Since becoming a psychiatrist I have had a number of suicides of patients under my care. But never witnessed suicide. The incident on Monday, on my journey back south from Hebden bridge, drew and focused my attention to the enormity of suicide. The notion of a person standing or lying on the tracks, in sight of an oncoming train, with the clear and indubitable certainty of death was startling. The disruption to our travel plans that resulted from this incident paled in significance and impact to the effect that this death was likely to have on a large number of others, parents, siblings, spouse, children and friends. A three-hour journey lasted six hours. There was inconvenience as we had to be taken by coach from Macclesfield to Stoke to catch ongoing train to Birmingham. But, imagine waking to find a son or husband missing and later discovered to have died. Imagine what the remains would look like and the issues that family would have to face at the funeral directors and before that for identification purposes at the morgue. No matter how one looks at it, it is horrendous and extremely unnerving and troubling. Unimaginable, actually.
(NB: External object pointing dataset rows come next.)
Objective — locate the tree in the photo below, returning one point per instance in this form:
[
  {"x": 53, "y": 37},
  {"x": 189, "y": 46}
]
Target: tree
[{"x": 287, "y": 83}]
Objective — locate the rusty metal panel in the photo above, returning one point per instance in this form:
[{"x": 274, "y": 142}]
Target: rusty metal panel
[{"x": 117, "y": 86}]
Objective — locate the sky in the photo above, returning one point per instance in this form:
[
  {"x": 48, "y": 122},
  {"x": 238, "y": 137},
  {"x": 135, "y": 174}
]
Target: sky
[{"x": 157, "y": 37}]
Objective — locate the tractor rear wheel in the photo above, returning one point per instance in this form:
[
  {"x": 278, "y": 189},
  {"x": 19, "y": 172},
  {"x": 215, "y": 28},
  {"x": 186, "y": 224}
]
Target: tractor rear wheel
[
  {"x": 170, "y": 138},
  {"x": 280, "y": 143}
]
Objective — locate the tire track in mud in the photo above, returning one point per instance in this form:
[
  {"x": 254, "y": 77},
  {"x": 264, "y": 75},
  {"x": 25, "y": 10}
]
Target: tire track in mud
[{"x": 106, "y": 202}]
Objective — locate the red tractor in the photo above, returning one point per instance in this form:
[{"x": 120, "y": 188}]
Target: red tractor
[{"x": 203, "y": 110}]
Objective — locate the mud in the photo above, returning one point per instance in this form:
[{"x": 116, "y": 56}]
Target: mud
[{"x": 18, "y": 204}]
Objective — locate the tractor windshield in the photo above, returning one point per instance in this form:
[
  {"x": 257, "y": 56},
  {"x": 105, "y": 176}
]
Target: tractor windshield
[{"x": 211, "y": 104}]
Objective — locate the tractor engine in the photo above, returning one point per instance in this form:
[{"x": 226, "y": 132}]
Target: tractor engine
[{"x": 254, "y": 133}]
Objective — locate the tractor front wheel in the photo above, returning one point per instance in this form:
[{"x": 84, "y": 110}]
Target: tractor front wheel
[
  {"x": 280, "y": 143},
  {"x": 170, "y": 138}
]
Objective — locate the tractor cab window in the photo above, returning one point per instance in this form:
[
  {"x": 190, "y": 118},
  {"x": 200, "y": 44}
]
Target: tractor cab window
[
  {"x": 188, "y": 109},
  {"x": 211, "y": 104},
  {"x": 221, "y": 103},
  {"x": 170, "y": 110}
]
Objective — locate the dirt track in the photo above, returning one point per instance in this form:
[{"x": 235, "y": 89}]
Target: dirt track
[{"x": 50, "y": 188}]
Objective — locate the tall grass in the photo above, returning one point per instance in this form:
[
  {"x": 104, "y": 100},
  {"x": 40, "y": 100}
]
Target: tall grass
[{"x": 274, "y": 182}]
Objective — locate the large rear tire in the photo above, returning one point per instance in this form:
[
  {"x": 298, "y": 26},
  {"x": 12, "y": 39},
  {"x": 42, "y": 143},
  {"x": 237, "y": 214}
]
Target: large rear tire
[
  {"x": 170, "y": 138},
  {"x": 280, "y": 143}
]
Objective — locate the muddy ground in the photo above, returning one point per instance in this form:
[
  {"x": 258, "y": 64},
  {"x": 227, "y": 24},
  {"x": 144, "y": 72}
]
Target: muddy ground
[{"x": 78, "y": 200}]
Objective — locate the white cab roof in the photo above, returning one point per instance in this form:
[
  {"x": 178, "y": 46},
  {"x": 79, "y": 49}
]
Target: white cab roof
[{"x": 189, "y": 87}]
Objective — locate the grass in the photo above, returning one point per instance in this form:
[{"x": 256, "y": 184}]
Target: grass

I have in the past seen a patient, who told me in passing, that she has a noose in her wardrobe and that she frequently shuts herself in this wardrobe, puts the noose over her neck and has the other end secured to a well fixed hook. She avoids abrasions (friction burns) by covering the rope with a soft plastic covering. I warned her about the risk of accidental death from fainting and then asphyxiation and of accidental but devastating damage to her voice box rendering her voiceless but alive. The point is that these revelations need to be listened to, understood, examined in detail and discussed. Like the doctor in Chekhov’s “On Official Duty” encounters with the subject of suicide can often be experienced as part of an undesirable duty, yet it is important to retain compassion and understanding. The fear and disquiet that the subject of suicide introduces has to be tolerated and accepted. The risk always is that the clinician will respond with callous disregard, definitely an undesirable outcome.
One of my colleagues, George Tadros had focused on suicide for his doctorate degree. He had studied suicide notes and messages amongst other things. Some of the notes were dispiriting, some evinced compassion for their relatives but others were cruel and accusatory. There was so much variety in these messages. I was most struck by those that tried to ensure that partners or children did not walk in, unprepared, for the sight of a father or husband dangling on the end of a rope at the foot of the stairs.
Death by suicide goes to the very heart of what it means to be alive and to value and cherish life just for its own sake. It challenges notions of the sanctity of life. It contradicts religious codes. It casts a shadow on the life of disabled people who live around their disability yet whose lives might be deemed of poor quality and hence expendable. And it raises profound questions about the nature of autonomy and the limits of liberty in JS MIll’s terms. And ultimately it strikes at the core of that nexus of relationships with all other sentient beings, our common humanity and the regard we have for one another and the indefinable but definite sense of loss at the senseless death of another. For a brief moment on Monday all these matters went through my mind.